The trip inspired me to spring for the 50mm f/1.4 lens, to take better pictures, to re-learn how to focus.

IV

I spent my first Thanksgiving away from family with classmates under similar circumstances. I baked cookies, drank beer, slept in.

V

The toll for November 2008: two scarves — vestiges of my first DC winter, two USB drives (one recovered), a debit card, the truck I grew up with, five pounds of fat, innumerable hours of sleep. As much as I regret starting graduate school during an election year, I’m glad I’m making the commute, skimming 300-page books every weekend, fiddling with WordPress, and writing papers where I have to cite my references.
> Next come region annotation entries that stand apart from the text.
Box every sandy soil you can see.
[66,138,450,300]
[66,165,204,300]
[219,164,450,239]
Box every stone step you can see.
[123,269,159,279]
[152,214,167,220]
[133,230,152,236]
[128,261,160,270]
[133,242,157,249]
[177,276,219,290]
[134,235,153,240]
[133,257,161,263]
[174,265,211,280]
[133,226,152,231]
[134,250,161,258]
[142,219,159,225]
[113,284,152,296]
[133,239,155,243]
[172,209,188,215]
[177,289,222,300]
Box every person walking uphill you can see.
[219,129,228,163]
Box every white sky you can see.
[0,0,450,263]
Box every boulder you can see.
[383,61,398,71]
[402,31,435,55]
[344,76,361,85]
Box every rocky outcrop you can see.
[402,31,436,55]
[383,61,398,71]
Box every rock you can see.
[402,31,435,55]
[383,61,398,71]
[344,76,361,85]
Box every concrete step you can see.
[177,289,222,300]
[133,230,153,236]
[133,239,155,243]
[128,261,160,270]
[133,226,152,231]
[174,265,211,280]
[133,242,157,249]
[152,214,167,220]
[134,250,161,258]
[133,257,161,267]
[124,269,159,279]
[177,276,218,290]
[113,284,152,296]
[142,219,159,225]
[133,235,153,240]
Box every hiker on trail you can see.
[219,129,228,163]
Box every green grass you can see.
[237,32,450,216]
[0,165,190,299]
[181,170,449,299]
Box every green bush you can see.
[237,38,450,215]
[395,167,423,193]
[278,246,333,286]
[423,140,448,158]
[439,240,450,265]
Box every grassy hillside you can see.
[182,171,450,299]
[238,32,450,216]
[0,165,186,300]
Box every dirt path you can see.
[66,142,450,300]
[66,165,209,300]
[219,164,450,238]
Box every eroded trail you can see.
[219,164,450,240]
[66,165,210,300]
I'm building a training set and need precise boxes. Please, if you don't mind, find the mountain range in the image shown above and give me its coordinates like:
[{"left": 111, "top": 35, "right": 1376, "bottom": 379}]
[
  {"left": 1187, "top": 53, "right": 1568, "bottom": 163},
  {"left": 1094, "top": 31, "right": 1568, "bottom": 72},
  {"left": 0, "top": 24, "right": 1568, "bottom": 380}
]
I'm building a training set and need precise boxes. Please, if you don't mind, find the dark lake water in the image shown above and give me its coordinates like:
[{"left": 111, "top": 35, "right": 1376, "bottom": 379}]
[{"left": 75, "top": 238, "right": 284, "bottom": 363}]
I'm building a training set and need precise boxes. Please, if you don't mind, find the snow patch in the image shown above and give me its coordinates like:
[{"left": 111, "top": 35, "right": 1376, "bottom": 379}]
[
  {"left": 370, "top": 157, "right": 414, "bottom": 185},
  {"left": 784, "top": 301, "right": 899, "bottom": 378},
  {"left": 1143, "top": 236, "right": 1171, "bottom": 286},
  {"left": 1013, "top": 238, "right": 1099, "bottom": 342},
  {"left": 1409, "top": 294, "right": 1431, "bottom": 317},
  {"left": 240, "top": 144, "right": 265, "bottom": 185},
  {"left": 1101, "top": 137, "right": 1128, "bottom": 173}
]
I’m also in the market for a new scarf.

VI

There is no number VI.

VII

That said, December 2008 may yet be worse, roiled by more conflict between things that have to be done, things I’d like to do, and total time in which to accomplish them both while maintaining my mental and physical health.

While I know some classmates are living in dread these next couple weeks, I’m sincerely enjoying writing my final paper. I think it’s because — even though I scarcely plan what I learn — I’ve long known why I write, why I force my language into and upon that accrued knowledge. When people ask what I intend to do once I’ve earned my degree, I answer it’s too soon to tell. The career isn’t the point, and though I acknowledge that the lines on my résumé are helpful, the degree isn’t the point either.

VIII

To a degree, I know what I’m after in life, and I know that it just doesn’t happen spontaneously.

And I know I’m almost demonically lucky. Still, I burned — worked tirelessly, desiccated emotionally — to arrive at this point.

I believe that when opportunity knocks, it knocks quietly and leaves quickly, like a shy child selling candy. It is incumbent upon us to listen intently, to recognize that trembling door. And when we greet opportunity on the other side, rarely does it enter. It expects us to follow.

IX

Friday morning now, and my typing for the remainder of the day ought to be spent on CSS rather than introspection.

That first paragraph written five years ago ends: So much has come and gone in four days. I don’t really know where to start or why I’m writing this. Same reasons I’ve always written, I suppose.

For now, back to work.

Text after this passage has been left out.